İnegöl Diyanet Gençlik Platformu tarafından düzenlenen ‘Çanakkale’ programı, Niyazi-Kudret Yıldız Erkek Yatılı Kur’an Kursu’nda gerçekleştirildi. Gerçekleştirilen programa çok sayıda genç katıldı. Diyanet Gençlik Platformu, farklı alanlarda da çalışmaları sürdürerek, gençlerin özellikle manevi değerleri idrak ve uygulama noktasında geniş çaplı hizmet sunuyor.
Bu yıl ilçemizde tamamen aktifleştirilen İnegöl Diyanet Gençlik Platformu, gençlerin dini değerleri kavrama ve uygulama noktasında çalışmalarını sürdürüyor. Özellikle eleştirilen gençliğin aslında çok önemli bir değer olarak gören İnegöl Diyanet Gençlik Platformu, bu anlamda gençlerin yetişmesine öncülük ediyor.
Platformun son programı ise 18 Mart Çanakkale Zaferi ve Şehitleri Anma Günü nedeni ile günün anlam ve önemine değinen programı oldu.
Niyazi-Kudret Yıldız Erkek Yatılı Kur’an Kursu’nda gerçekleştirilen programa çok sayıda genç katılırken, Uzman İmam Hatip Levent Cihangir tarafından ‘Çanakkale’ temalı seminer verildi.
Öte yandan bir Çanakkale gazisinden kalma olan bazı eşyaları da öğrencilere gösteren Cihangir, seminerde şu ifadeleri kullandı:
“Bugün çok özel bir gün.
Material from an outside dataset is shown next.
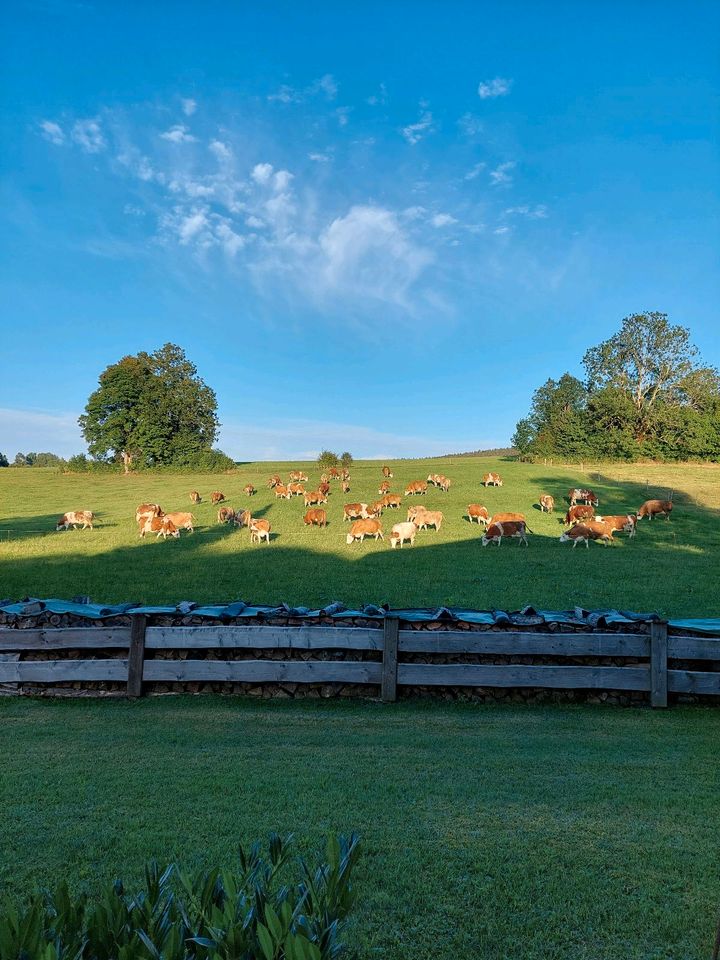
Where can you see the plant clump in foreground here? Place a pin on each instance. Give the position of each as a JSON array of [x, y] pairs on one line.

Bugün bizlerinde eğer rahat bir şekilde gezebiliyorsak bu toprakların, birilerine borçluyuz. Eğer gece rahat uyuyabiliyorsak, borçlu olduğumuz birileri var. Bu gece o dedelerimiz, bu vatanı bize emanet edenler, mukaddesatımızı koruyup emanet edenleri anmak için buradayız. Orada canlarını feda eden dedelerimizi anmak için buradayız. Onların torunları olarak sizlerde, ‘Evet biz buradayız’ Allah hepinizden razı olsun”
BOĞAZ ONLARA ZEHİR OLDU
Çanakkale öyle bir yer ki, düşünün merminiz yok, topunuz yok, tüfeğiniz yok, var olanlarda çok az ama karşı tarafa değiş 1, değil 2, değiş 3, onlarca güçlü devletin birleşip donanmalarla üstünüze geldiği, sizin karşı koyabileceğiniz bir tane silahınız var. Metrekareye 6 bin tane merminin düştüğü bir yerdir Çanakkale. Düşman ordusu geliyor, ilk geçecekler orayı, bir bakıyor ki çok zor bir şey burayı geçmek. Çünkü tabyalarda iki bin tane top var. Fransız komutan diyor ki çok zor. Ama aslında neydi biliyor musunuz? Bin 800 tanesi soba borusu. 200 tanesi gerçek top. Onlar aynı zamanda o imanlarının vermiş olduğu güç ile bir akıl kullanıyorlar. İlk gelişlerinde o Fransız gemisi, komutan bir yüzbaşını çağıyor diyor ki, ‘Olur ki denizi geçeceğiz ama mayın döşemiş olabilirler’ diyor. Oraya mayın döşeyen bir gemi var; Nusret Mayın Gemisi. Aslında Nusret Mayın Gemisi’nin döşemiş olduğu o mayınları temizlediler. Bir olay oluyor, aynı zamanda savaş bir zekadır. Onun donanması var, kısıtlı sayıda mermin var ama zerka… Bir yüzbaşını çağırıyor diyor ki sen önden git, o mayınlarını temizledikten sonra biz büyük gemileri geçirelim. Bu da gidiyor döşenmiş olan mayınları temizliyor. Bizimkiler, şöyle düşünüyor; bunlar o bizim döşemiş olduğumuz mayınları temizlemiş olabilirlerde. Savaş karşı hamler. O gece Nusret Mayın Gemisi tekrar mayın döşüyor. Mayınları dik döşedi. Normal savaş stratejisinde farklı ama o dik döşedi. Bir sebebi vardı; 1 tane ortaya mayın koydu. Bunlar mayınların temizlendiğini düşünüyordu zaten. Gemilere yol verdiler, gemiler giderken sıkıntı yok. Gemi geldi tam topun menziline girip bir tane top mermisi yiyince, ne oldu diye geri dönmeye çalışınca dikine döşenmiş olan mayınlara hepsi çarptı. Dönerken çarptılar. Derken, o boğaz onlara zehir oldu”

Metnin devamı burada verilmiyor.